他的步伐踉踉跄跄,左臂几近废掉。
修道院狭窄昏暗的廊道充斥着雨水沾湿铁锈的气息,闪电映着地面上一道醒目的血迹。
傅忻胸口剧烈起伏,眼神晦暗,狂跳心脏和急促喘息声在脑中碰撞回响。
整场游戏,活下来的人只剩他了。
希望就在眼前,逃生门被几块木板死死封住。
但是没有关系。
傅忻笑了笑,用刚找到的螺丝刀开始钻钉帽€€€€最后一块木板从逃生门上坠下,傅忻拿钥匙开门,走进。
鞋底踩在淡色木质地板发出“扑通”的响声,他视线的尽头是一座伫立在小房间的神像,锁链交织将其束缚,神像翅翼朝身前微拢,依稀可见一滴泪痕垂于它的脸侧。

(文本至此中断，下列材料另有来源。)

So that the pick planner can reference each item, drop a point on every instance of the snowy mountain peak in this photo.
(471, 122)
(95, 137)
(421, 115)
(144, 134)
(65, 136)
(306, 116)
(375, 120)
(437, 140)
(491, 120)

他哪管伤口涌血,手掌隔着皮肉覆在蹦跳如鼓的心脏上,朝着神像,一步一步,缓慢而坚定地走去。
虚弱,疼痛,疲惫。
伴随着的还有……
喜悦。
兴奋。
他脑海里浮现这场游戏种种荒谬的经历,沉重的喘息变为无声的笑,他拿出另一把沾满血渍的钥匙去为神像开锁。
一呼一吸,灵魂和肉|体都在震颤。
直到锁链“哐当”一声,从神像光滑的肌肤上滑落,落至地面。
神像机械式地睁眼。
傅忻的大脑在瞬间停滞思考,所有情绪都死在了方才。
周围景物晃神间变换,他被系统传送到了一座白色教堂前。
两个带面具穿白袍的人,将他拖进教堂。
满身血迹,满身污渍,他就那样狼狈地跪在纯白温柔的帷幕前。
恍若隔世。
两个白袍人迅速退下,偌大的殿堂只有他和帷幕里的人,两人都没有开口,却不是游戏里那样死寂恐怖的氛围。
帷幕轻柔飘拂过傅忻鼻尖,一股清甜的橙香涌入肺腑。
是温暖惬意的。
“这场游戏,只有你一个人活下来,好可惜。其他人都只能转世成为低等生命了,而你,可以选择重生回原世界。”轻和空灵的声音顺风悠悠传来。
傅忻微眯着眼。
“我要林深死。”
这个回答,完全在那人的意料之中。
帘后人又开始重复那句熟悉的台词:“旁人的命运生死我们无权干预。
想让林深从你的人生里消失,有两种方法,一种是让他自愿死亡,另一种……你可以去平行时空。”
隔着白色的绸帐,傅忻只能隐约看清楚他的影子在晃动。